Beneath the endless grousings about money, the supposed mismanagement of the Firbank estate — A. S. B. Graham, the hapless land agent, gets no fewer than 31 index references — and the fruitless battle to get his play, The Princess Zoubaroff, onto the London stage, wanders the shadow of Firbank's distinctive, and distinctly self-absorbed, personality: mother-fixated (Lady Firbank, however remote, clearly provided the most satisfactory relationship of Firbank's life); solitary; generous to those around him, particularly servants; suspicious of those at one remove, particularly his publisher, Grant Richards, whom he suspected of swindling him, and wellmeaning but intrusive friends like the Sitwells; the most innocent and at the same time the most blatant of snobs. By far the funniest bits in Letters to his Mother are Firbank's preening glimpses of the beau monde, the restaurant at Rome 'where one sees Marconi and his wife as a rule', the gratifying view of Princess Mary and her husband en promenade (This is the third

time, but today their motor was open and the view was complete') spoiled only by the couple's distressingly plebeian appearance: 'It seems to me they have everything the world can give save style and temperament.'

As in the novels, amid the surface suavities and politenesses it is easy to miss the sharper aspects of Firbank's character: his unquestioning belief in his abilities, determination to conquer a professional world of self-published books, meagre sales and sniffy reviewers. Camouflaged by the exotic blooms and the camp asides, the bleakness of his approach to life and his awareness of the price he paid for his independence can come as a shock. 'Happier than anything London can offer, or jaunting from hotel to hotel,' he writes of a villa at Bordighera, tut without the interest of writing the life here would be suicide ..,' Lady Firbank, sending the draft of a newspaper article about cruelty to animals, was advised that 'nothing will ever alter a world fundamentally cruel and one may cry aloud in vain'.

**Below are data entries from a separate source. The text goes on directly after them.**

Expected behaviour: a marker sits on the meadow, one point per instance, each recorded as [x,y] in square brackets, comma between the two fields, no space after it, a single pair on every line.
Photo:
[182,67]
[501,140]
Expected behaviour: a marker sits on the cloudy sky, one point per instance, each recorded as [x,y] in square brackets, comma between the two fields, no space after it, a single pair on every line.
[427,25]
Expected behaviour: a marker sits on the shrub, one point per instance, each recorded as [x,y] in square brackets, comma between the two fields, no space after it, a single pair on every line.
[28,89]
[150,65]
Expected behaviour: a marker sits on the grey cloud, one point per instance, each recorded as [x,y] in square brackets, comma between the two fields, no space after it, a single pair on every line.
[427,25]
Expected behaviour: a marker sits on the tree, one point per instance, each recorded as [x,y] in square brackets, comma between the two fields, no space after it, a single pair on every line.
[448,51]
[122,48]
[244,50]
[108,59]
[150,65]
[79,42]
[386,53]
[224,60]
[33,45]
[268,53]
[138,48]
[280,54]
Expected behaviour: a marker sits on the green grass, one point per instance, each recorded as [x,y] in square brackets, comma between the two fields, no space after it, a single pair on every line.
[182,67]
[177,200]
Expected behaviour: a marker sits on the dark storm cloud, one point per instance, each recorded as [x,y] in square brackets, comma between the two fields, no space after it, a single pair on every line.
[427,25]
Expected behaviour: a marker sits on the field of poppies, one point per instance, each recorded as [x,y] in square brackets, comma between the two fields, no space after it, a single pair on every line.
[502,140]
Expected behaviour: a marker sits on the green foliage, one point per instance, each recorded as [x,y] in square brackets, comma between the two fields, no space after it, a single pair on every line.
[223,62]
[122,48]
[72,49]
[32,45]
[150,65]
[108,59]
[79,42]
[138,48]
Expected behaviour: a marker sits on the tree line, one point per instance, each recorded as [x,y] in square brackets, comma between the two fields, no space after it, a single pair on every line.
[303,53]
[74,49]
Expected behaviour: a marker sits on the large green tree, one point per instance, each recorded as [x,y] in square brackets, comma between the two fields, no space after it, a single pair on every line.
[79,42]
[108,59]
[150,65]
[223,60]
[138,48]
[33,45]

Of Firbank's private life at this point (he was a discreetly practising homosexual), other than noting various references to young Americans, Swedes, Tunisians and so on, nothing concrete can be said. Much easier to plot is the gradual rise in his professional fortunes. The reviews got better. There was a mild vogue for his work in America, fostered by the wily reputationbroker Carl Van Vechten, and even, briefly, a commercial publisher. Typically. Firbank blew his credit with Brentano's by penning the inflammatory Cardinal Pirelli, whose protagonist dies of a seizure while in hot pursuit of an enticing choir-boy. To balance this advance are the hints of mounting ill-health, and his mother's increasing frailty. Lady Firbank died in March 1924. With asthmatic lungs affected by a bout of pneumonia, her son followed her two years later.

As a literary artefact, Letters to his Mother reaches an awesomely high, indeed Olympian, standard. Mr Hobson offers full-colour plates of book jackets and an editorial eye that, like Mrs Pipchin's in Dornbey and Son, could be taken out and hammered on an anvil without sustaining serious damage, alert to the tiniest of his subject's slips. Let Firbank claim a meeting with the young Prince Frederick of Hesse, introduced to him by Lord Berners, and Mr Hobson will be on his tail like a genealogical hornet: 'There was no young Prince Frederick of Hesse in 1923; Berners's friend was Prince Philip of Hesse (1896-1980), m. 1925, Princess Malfala of Italy...' Despite much scanning of footnotes, I could only detect him in one error: Firbank's age at death, which Mr Hobson puts at 39, I reckon to have been 40. As the foregoing will perhaps indicate, this is, like its subject, a deeply esoteric proposition. But I shall be surprised if there is another book published this year that I shall seize on with quite such enthusiasm.